Written by: Alan Pulverness
A previous version of this paper was first presented at Rome TESOL, in December 1999
The experience of learning a foreign language inevitably involves an encounter with different cultural contexts and with different ways of conceptualising the world. This can be disturbing or invigorating, depending on our attitude to the foreign culture. Literature often employs deliberate strategies of defamiliarisation that replicate this sense of strangeness, taking us on voyages of discovery or making us look afresh at our everyday surroundings. Genres which typically displace the reader in this way include historical fiction, science fiction and utopian (or dystopian) fantasies. There is also a growing body of literature in English reflecting the immigrant experience and the rich diversity of increasingly multi-cultural societies. This paper explored ways in which such intra-cultural texts can be used in the language classroom to promote greater inter-cultural awareness.
The Martian narrator of Craig Raine’s poem “A Martian sends a postcard home” thinks that books are mechanical birds with many wings that sometimes perch on the hand and cause the eyes to melt/or the body to shriek without pain. Henry Ford’s Model T car is seen by the alien as a room with the lock inside-/a key is turned to free the world/for movement. When the driver looks in the rearview mirror, there is a film to watch for anything missed. The telephone, seen through Martian eyes, becomes a haunted apparatus […] that snores when you pick it up and toilets seem to this bemused interplanetary visitor to be punishment rooms.
Raine’s poem gave its name to a group of British poets in the late 1970s, who became known as “The Martian School”. Andrew Motion and Blake Morrison, in their introduction to The Penguin Book of Contemporary British Poetry, said that the ‘Martian’ poets shared a delight in outrageous simile and like[d] to twist and mix language in order to revive the ordinary. The figure of the curious alien, bewildered by the most natural objects and events is a convenient representative for the writer who wants to take a fresh look at everything.

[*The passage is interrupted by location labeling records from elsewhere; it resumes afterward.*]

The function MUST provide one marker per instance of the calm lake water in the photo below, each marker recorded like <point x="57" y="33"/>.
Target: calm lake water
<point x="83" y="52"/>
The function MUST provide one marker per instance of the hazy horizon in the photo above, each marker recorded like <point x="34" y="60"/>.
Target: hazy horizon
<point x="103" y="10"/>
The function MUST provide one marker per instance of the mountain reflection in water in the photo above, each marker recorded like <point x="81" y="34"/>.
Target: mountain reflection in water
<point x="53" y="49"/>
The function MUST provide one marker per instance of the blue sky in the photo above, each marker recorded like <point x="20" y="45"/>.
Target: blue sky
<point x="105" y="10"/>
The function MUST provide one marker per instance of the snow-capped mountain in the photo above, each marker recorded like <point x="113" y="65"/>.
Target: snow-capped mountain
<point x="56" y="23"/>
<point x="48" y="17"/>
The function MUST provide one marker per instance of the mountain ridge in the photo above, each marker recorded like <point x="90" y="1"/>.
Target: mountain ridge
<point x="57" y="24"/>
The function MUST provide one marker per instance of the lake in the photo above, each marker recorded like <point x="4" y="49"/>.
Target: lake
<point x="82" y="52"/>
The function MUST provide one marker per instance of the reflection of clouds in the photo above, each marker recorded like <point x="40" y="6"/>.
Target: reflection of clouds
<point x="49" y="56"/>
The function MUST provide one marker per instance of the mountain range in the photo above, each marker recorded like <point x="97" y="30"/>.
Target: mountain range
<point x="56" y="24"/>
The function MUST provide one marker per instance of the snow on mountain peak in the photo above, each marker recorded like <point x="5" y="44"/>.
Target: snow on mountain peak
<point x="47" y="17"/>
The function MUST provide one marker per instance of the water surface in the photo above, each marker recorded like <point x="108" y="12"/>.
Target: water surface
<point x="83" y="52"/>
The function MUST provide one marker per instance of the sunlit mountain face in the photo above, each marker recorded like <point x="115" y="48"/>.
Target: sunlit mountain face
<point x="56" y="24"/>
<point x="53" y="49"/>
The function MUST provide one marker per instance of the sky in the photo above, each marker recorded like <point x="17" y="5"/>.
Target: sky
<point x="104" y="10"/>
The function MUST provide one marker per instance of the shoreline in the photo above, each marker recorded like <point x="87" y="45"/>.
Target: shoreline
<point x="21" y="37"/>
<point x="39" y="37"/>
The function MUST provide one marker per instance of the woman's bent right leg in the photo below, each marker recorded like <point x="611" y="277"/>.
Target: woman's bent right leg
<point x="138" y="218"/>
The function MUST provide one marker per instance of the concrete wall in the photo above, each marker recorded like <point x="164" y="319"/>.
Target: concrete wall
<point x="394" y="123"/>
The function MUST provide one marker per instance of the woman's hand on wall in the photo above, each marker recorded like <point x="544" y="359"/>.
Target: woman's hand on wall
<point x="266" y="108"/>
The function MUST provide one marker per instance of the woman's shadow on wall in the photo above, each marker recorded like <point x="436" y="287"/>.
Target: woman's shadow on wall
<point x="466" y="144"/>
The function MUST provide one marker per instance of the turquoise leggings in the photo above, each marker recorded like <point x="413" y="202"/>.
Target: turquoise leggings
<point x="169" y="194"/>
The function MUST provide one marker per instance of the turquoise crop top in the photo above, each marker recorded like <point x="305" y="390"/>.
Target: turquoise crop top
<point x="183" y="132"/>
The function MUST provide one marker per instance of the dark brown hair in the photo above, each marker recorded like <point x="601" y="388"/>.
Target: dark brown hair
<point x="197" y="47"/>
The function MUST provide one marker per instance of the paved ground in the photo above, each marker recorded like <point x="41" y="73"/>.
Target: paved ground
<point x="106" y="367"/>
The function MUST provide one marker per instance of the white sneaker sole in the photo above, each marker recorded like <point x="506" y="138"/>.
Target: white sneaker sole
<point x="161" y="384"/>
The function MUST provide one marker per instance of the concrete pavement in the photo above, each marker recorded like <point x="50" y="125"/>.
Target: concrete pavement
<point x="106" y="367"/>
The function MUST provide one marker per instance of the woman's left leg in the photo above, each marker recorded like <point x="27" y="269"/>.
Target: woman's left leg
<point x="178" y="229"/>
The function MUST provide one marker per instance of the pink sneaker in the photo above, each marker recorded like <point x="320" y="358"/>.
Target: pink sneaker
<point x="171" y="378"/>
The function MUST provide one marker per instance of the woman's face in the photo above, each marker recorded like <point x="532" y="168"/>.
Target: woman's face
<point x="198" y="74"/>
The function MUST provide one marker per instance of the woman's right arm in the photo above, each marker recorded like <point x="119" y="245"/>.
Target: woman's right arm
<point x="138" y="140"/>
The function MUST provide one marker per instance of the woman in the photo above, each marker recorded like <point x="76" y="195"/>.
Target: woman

As a literary agenda, this is nothing new: at the end of the nineteenth century, the French poet, Mallarmé, wrote of wanting to give a purer sense to the language of the tribe; by the 1940s, the Russian literary theorist, Bakhtin, was concerned with the challenge that faces every writer in trying to use language whose impact has been blunted by passing through the hands of so many other users. Or as T S Eliot succinctly put it in Sweeney Agonistes, “I’ve gotta use words when I talk to you!” In response to this feeling that language – and hence writing – was in danger of losing its force because it was over-familiar, the Russian formalist critics, writing around 1917, had suggested that one of the main aims of literature was defamiliarisation. (The Russian word is ostranenie – or “making strange”.) Shklovsky, the central figure in the Formalsit group, examined the technique of Tolstoy in an influential essay called Art as technique:
After we see an object several times, we begin to recognise it. The object is in front of us and we know about it, but we do not see it – hence we cannot say anything significant about it…. Tolstoy makes the familiar seem strange…. He describes an object as if he were seeing it for the first time, an event as if it were happening for the first time. In describing something he avoids the accepted names of its parts and instead names corresponding parts of other objects.
Perhaps the most famous example is Tolstoy’s description of battle through Pierre’s eyes in War and Peace, seeing war – and making the reader see it – as if for the first time.
The experience of the learner encountering another culture either through the direct experience of travelling abroad, or simply through the language and the literature is, by definition, one of estrangement. The first thing to be registered is strangeness and difference.